Religion for Atheists

Sunday, January 13th, 2013

Ben Casnocha shares some highlights from Alain de Botton’s Religion for Atheists:

We can then recognize that we invented religions to serve two central needs which continue to this day and which secular society has not been able to solve with any particular skill: first, the need to live together in communities in harmony, despite our deeply rooted selfish and violent impulses. And second, the need to cope with terrifying degrees of pain which arise from our vulnerability to professional failure, to troubled relationships, to the death of loved ones and to our decay and demise.

For instance, much of what is best about Christmas is entirely unrelated to the story of the birth of Christ. It revolves around themes of community, festivity and renewal which pre-date the context in which they were cast over the centuries by Christianity.

One of the losses modern society feels most keenly is that of a sense of community. We tend to imagine that there once existed a degree of neighbourliness which has been replaced by ruthless anonymity, a state where people pursue contact with one another primarily for restricted, individualistic ends: for financial gain, social advancement or romantic love.

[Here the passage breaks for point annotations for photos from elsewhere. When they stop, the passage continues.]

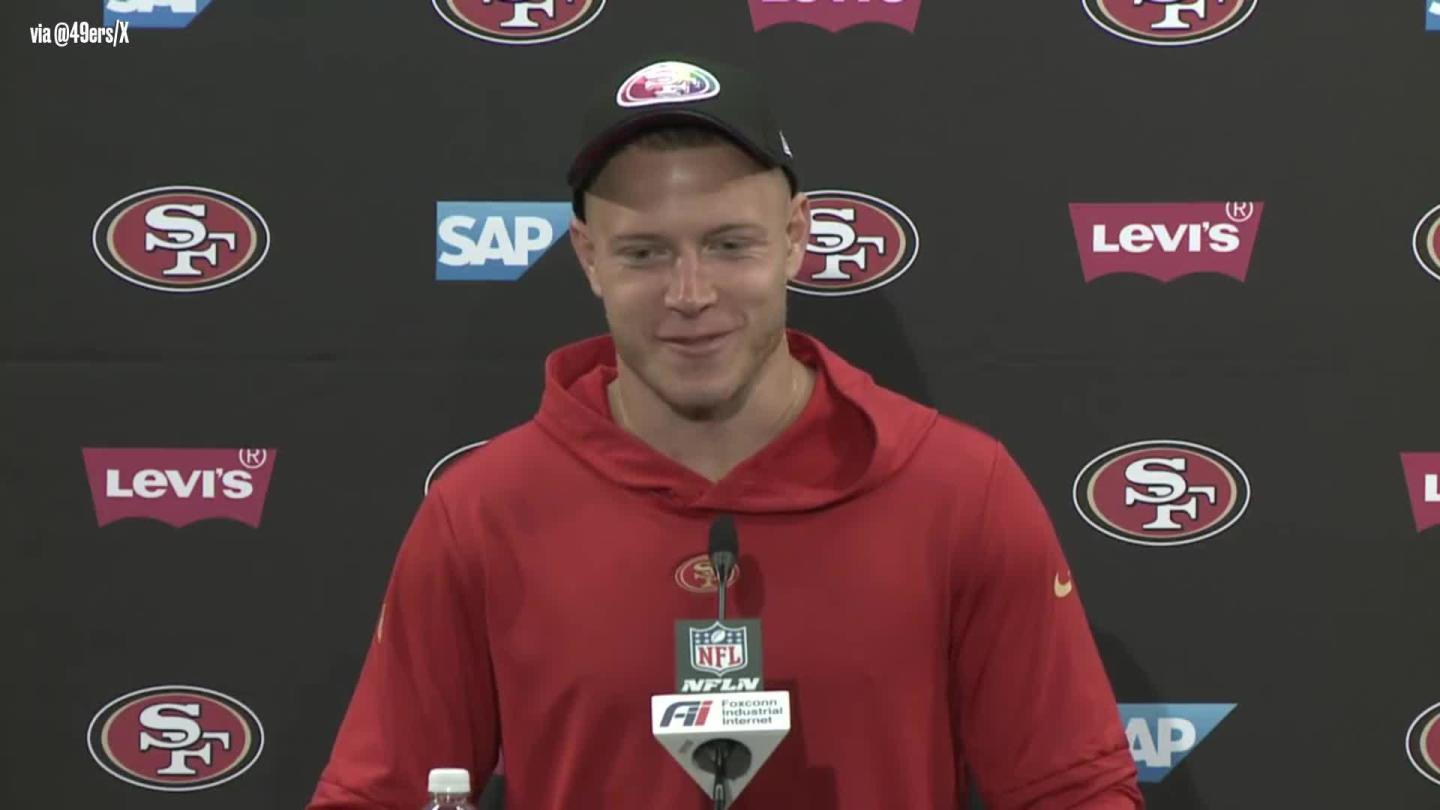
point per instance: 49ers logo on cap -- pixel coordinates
(180, 238)
(176, 738)
(519, 22)
(1427, 242)
(667, 82)
(857, 244)
(1423, 744)
(1170, 22)
(1162, 493)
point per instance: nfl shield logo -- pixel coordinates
(719, 649)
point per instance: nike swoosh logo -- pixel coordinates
(1062, 591)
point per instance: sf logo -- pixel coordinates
(1174, 9)
(522, 19)
(1161, 483)
(834, 237)
(176, 731)
(180, 228)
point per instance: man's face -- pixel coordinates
(690, 242)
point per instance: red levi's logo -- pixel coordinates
(180, 238)
(835, 15)
(179, 486)
(1165, 241)
(1170, 22)
(176, 738)
(1423, 482)
(519, 22)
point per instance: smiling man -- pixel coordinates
(916, 601)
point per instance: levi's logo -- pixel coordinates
(1165, 241)
(835, 15)
(179, 486)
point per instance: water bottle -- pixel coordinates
(450, 790)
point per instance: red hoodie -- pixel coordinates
(915, 603)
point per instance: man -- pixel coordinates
(916, 603)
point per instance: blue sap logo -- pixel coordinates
(1164, 734)
(154, 13)
(494, 241)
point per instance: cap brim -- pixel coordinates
(592, 157)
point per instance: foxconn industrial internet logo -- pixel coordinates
(179, 486)
(1165, 241)
(176, 738)
(519, 22)
(180, 238)
(1161, 493)
(857, 242)
(835, 15)
(1170, 22)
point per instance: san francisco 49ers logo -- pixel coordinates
(1170, 22)
(1162, 493)
(176, 738)
(1423, 744)
(857, 244)
(182, 238)
(699, 577)
(519, 22)
(1427, 242)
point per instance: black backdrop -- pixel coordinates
(343, 124)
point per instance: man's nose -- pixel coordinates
(691, 287)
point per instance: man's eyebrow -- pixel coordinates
(727, 228)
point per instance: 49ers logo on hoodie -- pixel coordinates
(1423, 744)
(1427, 242)
(180, 238)
(519, 22)
(1161, 493)
(176, 738)
(857, 242)
(1170, 22)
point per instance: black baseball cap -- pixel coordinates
(677, 90)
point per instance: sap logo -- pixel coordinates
(494, 241)
(154, 13)
(720, 685)
(1164, 734)
(687, 714)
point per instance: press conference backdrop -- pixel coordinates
(268, 264)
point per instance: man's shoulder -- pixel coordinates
(514, 459)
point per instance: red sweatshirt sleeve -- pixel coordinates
(426, 693)
(1033, 709)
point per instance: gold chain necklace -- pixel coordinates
(795, 398)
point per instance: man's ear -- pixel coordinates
(797, 232)
(585, 251)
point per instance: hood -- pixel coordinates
(848, 438)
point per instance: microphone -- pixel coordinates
(725, 549)
(729, 745)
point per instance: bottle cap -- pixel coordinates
(450, 780)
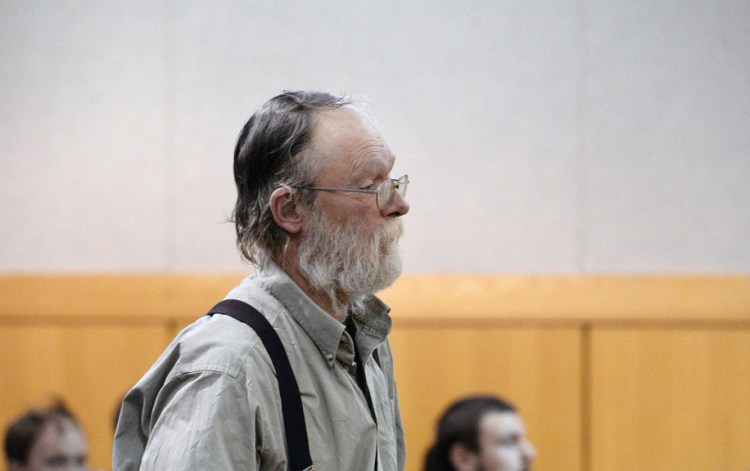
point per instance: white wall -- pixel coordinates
(567, 136)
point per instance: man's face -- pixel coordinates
(503, 445)
(60, 446)
(350, 245)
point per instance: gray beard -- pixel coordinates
(340, 261)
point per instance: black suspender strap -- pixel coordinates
(291, 402)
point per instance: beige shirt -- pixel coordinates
(211, 401)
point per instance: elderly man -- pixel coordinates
(46, 439)
(318, 214)
(480, 433)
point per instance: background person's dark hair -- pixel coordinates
(460, 424)
(269, 154)
(25, 430)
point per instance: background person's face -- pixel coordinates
(503, 445)
(60, 447)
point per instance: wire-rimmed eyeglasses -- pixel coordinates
(384, 193)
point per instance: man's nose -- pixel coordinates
(398, 207)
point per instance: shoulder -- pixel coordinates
(218, 344)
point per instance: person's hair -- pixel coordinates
(23, 433)
(460, 424)
(270, 153)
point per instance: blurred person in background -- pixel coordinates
(49, 439)
(480, 433)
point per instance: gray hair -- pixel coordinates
(270, 153)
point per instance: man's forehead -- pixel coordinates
(347, 132)
(503, 423)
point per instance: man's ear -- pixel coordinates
(462, 458)
(285, 210)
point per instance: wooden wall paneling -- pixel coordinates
(537, 368)
(670, 398)
(90, 367)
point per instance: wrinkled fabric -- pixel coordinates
(211, 400)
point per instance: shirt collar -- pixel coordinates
(374, 322)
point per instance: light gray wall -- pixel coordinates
(541, 136)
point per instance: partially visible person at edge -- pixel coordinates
(48, 439)
(480, 433)
(318, 214)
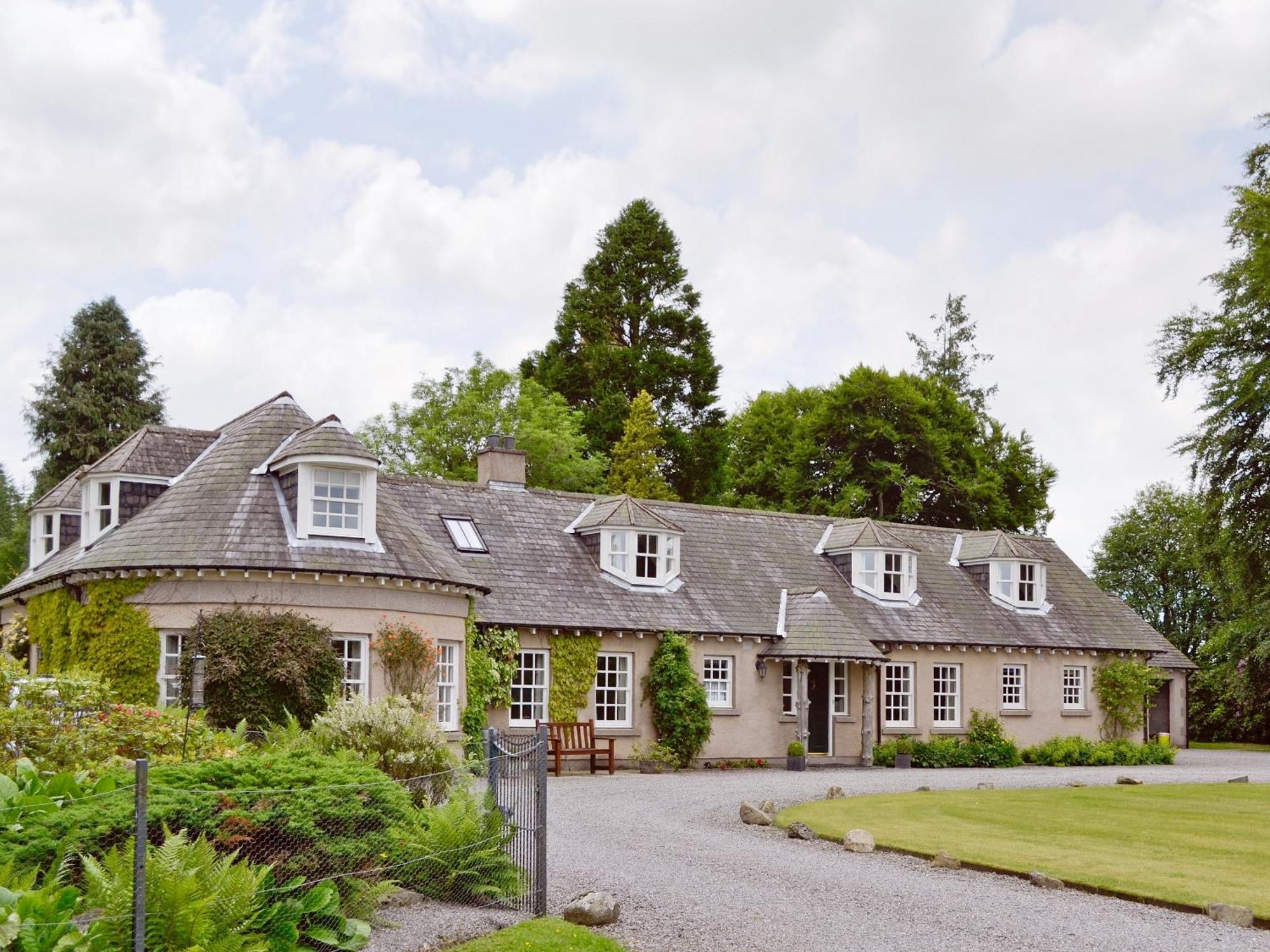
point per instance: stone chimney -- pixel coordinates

All buildings give their owners opportunities to recondition visitors’ expectations and to lay down rules of conduct specific to them. The art gallery legitimates the practice of peering silently at a canvas, the nightclub of swaying one’s hands to a musical score. And a church, with its massive timber doors and 300 stone angels carved around its porch, gives us rare permission to lean over and say hello to a stranger without any danger of being thought predatory or insane. We are promised that here (in the words of the Mass’s initial greeting) ‘the love of God and the fellowship of the Holy Spirit’ belong to all who have assembled. The Church lends its enormous prestige, accrued through age, learning and architectural grandeur, to our shy desire to open ourselves to someone new.


  1. David Foster says:

    Arthur Koestler, himself by no means a conventionally religious person, wrote about the social impact of declining religiousness in his novel of ideas The Age of Longing. I reviewed it at length here.

  2. Tatyana says:

    The religiously inclined often overestimate the value of community, communal spirit and similar ties of repression. The divide is not between atheists and believers; it’s between individualists and collectivists.

  3. Zac says:

    Tatyana, I agree and disagree. First, you are right that the divide is not just between atheists and believers (nor just between believers in A religion and believers in B-Z religions). But the divide is between the community we want, the community we can’t have, and the community we’re afraid of. The text says church is a place where we can talk to our neighbor openly; we can do that everywhere, but our upbringing teaches us not to. Also, I don’t think you can overvalue community in the sense that it encompasses cooperation and coexistence (no connotations intended behind “coexistence”).

  4. Tatyana says:

    no, I didn’t said that at all.
    no “just”, and no “divide between communities”.

    I meant what I said, and said what I mean.

    cooperation and coexistence are very small and often temporary functions where an individualist would want the collectives of various stripes to stop – but they don’t.